The number of bytes can be computed easily with len(chars)
(multiplied by a constant if using non-default character kinds).
Counting the number of grapheme clusters is not that straight forward, but can be done if you find the right algorithm and port it to Fortran or make a C interface . I think for example the Rust crate unicode-segmentation will do that for you.
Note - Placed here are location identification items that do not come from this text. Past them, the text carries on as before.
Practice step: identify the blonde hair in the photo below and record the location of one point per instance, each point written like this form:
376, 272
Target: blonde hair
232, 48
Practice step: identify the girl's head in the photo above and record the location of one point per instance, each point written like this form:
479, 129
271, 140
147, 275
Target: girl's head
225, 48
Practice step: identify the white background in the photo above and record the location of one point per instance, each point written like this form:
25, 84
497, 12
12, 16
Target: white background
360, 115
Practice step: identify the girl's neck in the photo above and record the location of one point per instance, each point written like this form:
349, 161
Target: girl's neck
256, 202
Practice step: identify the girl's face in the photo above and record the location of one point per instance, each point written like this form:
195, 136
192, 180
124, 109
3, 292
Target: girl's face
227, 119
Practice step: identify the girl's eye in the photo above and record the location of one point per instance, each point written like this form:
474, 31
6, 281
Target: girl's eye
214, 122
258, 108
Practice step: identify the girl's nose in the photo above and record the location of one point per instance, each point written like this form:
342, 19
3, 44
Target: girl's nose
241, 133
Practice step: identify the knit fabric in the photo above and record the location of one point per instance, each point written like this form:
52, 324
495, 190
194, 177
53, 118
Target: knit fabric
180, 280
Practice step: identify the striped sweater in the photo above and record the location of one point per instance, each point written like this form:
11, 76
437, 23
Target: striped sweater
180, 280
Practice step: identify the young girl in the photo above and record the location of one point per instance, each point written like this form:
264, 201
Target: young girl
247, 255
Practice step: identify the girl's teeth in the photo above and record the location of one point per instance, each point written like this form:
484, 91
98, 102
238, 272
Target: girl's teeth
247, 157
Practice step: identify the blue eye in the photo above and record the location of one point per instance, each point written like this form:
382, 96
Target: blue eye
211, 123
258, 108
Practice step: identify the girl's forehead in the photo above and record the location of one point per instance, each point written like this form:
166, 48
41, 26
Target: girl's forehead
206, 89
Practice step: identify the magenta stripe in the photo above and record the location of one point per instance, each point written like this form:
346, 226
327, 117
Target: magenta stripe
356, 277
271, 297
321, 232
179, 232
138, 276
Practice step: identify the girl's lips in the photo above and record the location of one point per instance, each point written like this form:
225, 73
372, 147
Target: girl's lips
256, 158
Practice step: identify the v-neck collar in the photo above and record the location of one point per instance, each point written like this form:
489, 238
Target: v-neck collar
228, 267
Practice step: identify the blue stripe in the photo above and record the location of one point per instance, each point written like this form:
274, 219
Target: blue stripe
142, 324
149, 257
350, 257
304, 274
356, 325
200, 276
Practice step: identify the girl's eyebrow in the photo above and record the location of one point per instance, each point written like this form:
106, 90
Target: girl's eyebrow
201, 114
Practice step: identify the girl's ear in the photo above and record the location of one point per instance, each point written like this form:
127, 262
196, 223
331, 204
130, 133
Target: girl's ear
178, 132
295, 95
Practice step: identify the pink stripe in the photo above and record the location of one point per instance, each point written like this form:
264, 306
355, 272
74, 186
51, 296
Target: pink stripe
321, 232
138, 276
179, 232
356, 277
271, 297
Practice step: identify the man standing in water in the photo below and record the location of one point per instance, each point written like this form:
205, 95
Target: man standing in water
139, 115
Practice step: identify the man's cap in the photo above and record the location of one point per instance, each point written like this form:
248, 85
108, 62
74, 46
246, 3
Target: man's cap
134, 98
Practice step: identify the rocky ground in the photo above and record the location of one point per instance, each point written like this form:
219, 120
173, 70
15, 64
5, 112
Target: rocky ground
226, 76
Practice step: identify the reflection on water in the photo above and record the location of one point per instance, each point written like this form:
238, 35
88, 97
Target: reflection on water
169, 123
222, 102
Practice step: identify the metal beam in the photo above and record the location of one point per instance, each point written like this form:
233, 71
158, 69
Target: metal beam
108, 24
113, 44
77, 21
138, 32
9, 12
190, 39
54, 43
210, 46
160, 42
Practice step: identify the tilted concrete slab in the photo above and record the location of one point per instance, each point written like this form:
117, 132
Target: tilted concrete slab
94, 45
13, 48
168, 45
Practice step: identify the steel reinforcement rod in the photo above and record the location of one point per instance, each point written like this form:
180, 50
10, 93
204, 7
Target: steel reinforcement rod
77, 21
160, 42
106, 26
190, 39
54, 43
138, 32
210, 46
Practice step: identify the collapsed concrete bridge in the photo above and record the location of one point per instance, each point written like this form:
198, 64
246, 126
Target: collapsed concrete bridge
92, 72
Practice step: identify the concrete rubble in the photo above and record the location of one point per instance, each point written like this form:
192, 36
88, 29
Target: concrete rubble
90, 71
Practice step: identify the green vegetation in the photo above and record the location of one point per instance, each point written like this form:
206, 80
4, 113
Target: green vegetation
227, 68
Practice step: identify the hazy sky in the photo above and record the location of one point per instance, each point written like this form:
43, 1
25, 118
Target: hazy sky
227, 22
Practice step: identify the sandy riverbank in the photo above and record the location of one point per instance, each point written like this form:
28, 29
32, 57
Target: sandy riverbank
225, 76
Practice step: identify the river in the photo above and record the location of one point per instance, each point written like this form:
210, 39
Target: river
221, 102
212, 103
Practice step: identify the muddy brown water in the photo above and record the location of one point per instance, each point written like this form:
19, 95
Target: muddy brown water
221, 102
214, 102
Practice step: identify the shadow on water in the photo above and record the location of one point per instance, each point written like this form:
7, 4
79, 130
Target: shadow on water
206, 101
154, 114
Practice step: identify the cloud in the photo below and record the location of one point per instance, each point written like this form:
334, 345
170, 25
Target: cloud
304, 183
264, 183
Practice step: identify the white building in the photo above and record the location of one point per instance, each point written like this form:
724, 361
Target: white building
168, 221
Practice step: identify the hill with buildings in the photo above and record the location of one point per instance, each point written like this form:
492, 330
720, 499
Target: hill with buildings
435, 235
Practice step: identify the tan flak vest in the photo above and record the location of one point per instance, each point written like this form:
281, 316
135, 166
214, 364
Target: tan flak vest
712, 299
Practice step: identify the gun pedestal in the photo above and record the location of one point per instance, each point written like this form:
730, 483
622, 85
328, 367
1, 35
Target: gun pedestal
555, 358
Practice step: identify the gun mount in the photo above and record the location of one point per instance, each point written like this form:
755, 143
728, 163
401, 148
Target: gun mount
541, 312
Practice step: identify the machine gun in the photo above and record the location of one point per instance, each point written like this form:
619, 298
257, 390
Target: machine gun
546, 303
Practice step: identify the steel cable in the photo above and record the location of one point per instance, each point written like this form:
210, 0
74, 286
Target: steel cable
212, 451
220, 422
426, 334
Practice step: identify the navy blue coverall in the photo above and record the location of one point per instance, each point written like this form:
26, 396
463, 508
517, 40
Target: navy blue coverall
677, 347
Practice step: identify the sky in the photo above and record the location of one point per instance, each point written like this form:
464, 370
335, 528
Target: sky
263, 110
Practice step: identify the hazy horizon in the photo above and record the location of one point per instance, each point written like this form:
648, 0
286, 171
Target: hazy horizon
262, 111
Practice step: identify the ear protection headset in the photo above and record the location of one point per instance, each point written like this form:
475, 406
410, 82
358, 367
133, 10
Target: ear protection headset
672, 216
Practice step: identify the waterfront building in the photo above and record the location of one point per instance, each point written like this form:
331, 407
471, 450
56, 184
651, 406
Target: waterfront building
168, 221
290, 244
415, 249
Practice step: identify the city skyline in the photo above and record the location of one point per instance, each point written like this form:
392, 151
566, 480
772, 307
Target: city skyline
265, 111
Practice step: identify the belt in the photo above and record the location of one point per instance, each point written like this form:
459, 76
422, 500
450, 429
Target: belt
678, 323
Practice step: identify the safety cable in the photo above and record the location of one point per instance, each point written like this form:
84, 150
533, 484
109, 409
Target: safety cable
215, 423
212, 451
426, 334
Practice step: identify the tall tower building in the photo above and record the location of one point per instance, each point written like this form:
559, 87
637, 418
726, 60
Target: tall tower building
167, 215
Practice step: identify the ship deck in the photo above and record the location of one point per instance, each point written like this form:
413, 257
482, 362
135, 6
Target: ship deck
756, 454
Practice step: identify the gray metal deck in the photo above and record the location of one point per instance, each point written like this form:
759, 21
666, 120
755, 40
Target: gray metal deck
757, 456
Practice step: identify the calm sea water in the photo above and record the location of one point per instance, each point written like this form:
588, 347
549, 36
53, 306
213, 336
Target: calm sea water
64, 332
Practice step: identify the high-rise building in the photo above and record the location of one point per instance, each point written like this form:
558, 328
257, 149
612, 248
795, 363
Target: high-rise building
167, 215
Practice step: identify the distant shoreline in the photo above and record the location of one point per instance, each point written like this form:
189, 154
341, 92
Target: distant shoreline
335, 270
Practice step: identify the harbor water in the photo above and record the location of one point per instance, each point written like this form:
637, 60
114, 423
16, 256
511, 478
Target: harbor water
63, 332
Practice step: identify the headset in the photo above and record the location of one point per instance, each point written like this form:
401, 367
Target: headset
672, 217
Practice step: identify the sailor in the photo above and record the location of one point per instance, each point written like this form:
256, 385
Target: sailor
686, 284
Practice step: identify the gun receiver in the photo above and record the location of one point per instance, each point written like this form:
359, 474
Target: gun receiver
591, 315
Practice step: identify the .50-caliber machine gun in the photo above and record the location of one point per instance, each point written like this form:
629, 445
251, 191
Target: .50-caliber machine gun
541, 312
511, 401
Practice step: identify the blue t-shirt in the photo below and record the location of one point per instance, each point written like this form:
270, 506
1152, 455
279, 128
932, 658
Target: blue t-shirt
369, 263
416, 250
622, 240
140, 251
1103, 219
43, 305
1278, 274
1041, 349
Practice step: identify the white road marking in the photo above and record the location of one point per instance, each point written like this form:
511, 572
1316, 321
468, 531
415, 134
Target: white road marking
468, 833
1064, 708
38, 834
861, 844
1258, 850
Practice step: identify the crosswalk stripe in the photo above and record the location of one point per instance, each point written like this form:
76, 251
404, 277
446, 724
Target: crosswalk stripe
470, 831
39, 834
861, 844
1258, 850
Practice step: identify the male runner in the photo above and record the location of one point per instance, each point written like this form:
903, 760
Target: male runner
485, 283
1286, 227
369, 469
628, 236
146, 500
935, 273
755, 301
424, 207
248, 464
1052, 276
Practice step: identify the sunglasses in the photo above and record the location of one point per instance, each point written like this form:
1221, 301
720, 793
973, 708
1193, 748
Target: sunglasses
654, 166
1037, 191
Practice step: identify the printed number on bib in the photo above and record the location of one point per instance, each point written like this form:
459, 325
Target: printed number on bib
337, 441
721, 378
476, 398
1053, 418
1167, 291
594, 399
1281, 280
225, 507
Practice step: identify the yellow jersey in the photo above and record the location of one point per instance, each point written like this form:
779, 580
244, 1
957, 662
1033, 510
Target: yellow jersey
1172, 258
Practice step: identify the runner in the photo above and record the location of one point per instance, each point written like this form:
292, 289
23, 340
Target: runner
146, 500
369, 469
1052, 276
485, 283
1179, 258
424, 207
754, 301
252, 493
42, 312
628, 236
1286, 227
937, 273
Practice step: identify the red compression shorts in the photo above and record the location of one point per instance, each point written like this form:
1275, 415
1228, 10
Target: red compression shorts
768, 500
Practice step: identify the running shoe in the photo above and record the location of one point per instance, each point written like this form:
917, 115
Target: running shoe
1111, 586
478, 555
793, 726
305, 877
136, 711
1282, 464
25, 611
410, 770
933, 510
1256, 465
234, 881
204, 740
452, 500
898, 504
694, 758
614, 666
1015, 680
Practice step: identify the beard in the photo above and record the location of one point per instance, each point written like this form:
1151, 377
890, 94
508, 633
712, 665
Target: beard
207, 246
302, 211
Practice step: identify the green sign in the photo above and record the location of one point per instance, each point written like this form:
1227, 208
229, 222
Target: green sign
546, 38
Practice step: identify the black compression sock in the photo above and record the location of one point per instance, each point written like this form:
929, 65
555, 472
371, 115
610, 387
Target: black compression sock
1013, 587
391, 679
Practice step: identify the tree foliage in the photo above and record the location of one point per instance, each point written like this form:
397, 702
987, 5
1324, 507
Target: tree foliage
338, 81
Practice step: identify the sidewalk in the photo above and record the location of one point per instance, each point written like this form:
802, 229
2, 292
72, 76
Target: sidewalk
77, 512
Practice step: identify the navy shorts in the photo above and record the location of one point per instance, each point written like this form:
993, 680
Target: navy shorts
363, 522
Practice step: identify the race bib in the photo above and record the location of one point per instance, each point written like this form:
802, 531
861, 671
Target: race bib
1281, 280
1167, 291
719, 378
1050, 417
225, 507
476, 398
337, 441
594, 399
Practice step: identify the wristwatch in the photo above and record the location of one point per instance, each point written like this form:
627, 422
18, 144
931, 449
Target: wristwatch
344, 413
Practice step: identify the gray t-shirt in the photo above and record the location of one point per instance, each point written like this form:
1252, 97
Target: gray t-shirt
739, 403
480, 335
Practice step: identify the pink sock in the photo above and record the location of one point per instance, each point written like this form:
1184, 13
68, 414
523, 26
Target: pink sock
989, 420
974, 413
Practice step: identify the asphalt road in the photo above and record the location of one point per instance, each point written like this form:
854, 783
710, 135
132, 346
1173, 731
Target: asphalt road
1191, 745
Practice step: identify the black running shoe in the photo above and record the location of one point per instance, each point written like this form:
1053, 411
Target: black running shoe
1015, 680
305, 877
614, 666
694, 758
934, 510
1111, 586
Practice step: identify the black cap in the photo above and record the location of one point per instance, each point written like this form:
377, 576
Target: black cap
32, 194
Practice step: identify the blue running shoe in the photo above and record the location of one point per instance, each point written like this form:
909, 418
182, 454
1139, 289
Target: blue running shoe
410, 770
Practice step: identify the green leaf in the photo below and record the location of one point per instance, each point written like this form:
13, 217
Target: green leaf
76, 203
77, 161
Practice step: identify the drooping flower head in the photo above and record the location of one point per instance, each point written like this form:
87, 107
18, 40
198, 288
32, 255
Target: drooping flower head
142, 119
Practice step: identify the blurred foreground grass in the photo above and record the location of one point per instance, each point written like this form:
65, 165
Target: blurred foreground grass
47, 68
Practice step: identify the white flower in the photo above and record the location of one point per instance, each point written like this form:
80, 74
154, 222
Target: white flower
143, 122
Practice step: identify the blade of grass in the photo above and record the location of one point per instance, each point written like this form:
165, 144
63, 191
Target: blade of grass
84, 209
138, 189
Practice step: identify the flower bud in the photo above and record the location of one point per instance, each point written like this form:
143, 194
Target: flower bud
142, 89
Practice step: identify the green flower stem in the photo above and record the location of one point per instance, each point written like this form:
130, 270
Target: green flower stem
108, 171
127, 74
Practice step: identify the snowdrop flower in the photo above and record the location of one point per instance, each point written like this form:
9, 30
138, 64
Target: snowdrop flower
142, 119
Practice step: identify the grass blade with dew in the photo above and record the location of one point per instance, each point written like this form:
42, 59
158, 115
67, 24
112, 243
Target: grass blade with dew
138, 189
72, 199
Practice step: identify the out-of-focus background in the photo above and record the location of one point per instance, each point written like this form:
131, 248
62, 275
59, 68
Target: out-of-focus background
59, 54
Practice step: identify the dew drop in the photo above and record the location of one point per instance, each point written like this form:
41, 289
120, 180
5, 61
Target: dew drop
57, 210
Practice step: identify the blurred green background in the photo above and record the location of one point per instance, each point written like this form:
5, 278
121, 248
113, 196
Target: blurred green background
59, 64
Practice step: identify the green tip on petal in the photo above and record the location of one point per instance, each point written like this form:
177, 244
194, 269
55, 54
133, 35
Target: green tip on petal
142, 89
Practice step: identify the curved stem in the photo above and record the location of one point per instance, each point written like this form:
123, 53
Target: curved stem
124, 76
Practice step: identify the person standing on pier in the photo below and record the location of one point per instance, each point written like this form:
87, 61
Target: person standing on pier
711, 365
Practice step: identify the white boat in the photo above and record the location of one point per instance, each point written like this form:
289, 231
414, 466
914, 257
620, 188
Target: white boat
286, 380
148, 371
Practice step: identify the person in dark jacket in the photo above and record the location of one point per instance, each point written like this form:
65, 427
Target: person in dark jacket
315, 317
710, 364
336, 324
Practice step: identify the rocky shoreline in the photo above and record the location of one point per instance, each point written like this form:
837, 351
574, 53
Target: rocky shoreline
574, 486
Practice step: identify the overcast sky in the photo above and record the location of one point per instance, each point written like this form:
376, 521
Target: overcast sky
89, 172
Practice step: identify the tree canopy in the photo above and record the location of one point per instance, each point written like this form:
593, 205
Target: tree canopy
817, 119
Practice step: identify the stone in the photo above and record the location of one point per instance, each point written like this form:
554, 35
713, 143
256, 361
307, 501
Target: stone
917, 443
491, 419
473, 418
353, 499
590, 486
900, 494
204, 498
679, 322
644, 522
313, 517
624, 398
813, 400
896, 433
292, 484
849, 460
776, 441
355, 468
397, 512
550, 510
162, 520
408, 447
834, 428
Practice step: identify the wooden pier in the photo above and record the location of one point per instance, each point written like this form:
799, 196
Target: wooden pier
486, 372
Determining the width of a string boils down to determining the width of each grapheme cluster. Even for monospaced fonts this is a non-trivial task. Take for example the following string:
|😎|⋮|
The characters are (here is a nice tool to determine that):
U+007C : VERTICAL LINE {vertical bar, pipe}
U+1F60E : SMILING FACE WITH SUNGLASSES
U+007C : VERTICAL LINE {vertical bar, pipe}
U+22EE : VERTICAL ELLIPSIS
U+007C : VERTICAL LINE {vertical bar, pipe}
If we try to align this with punctuation marks
|😎|
|...|
|⋮|
|.|
we see that even for a monospaced font
- The
SMILING FACE WITH SUNGLASSES
emoji is slightly shorter that three punctuation marks - The
VERTICAL ELLIPSIS
is slightly shorter than one punctuation mark
This is even further complicated by the fact that if the monospace font in use does not have a character the application or (most likely) the OS will fallback to another font. Because of this it might even be that you’re seeing a different width of the characters above than what I’m doing!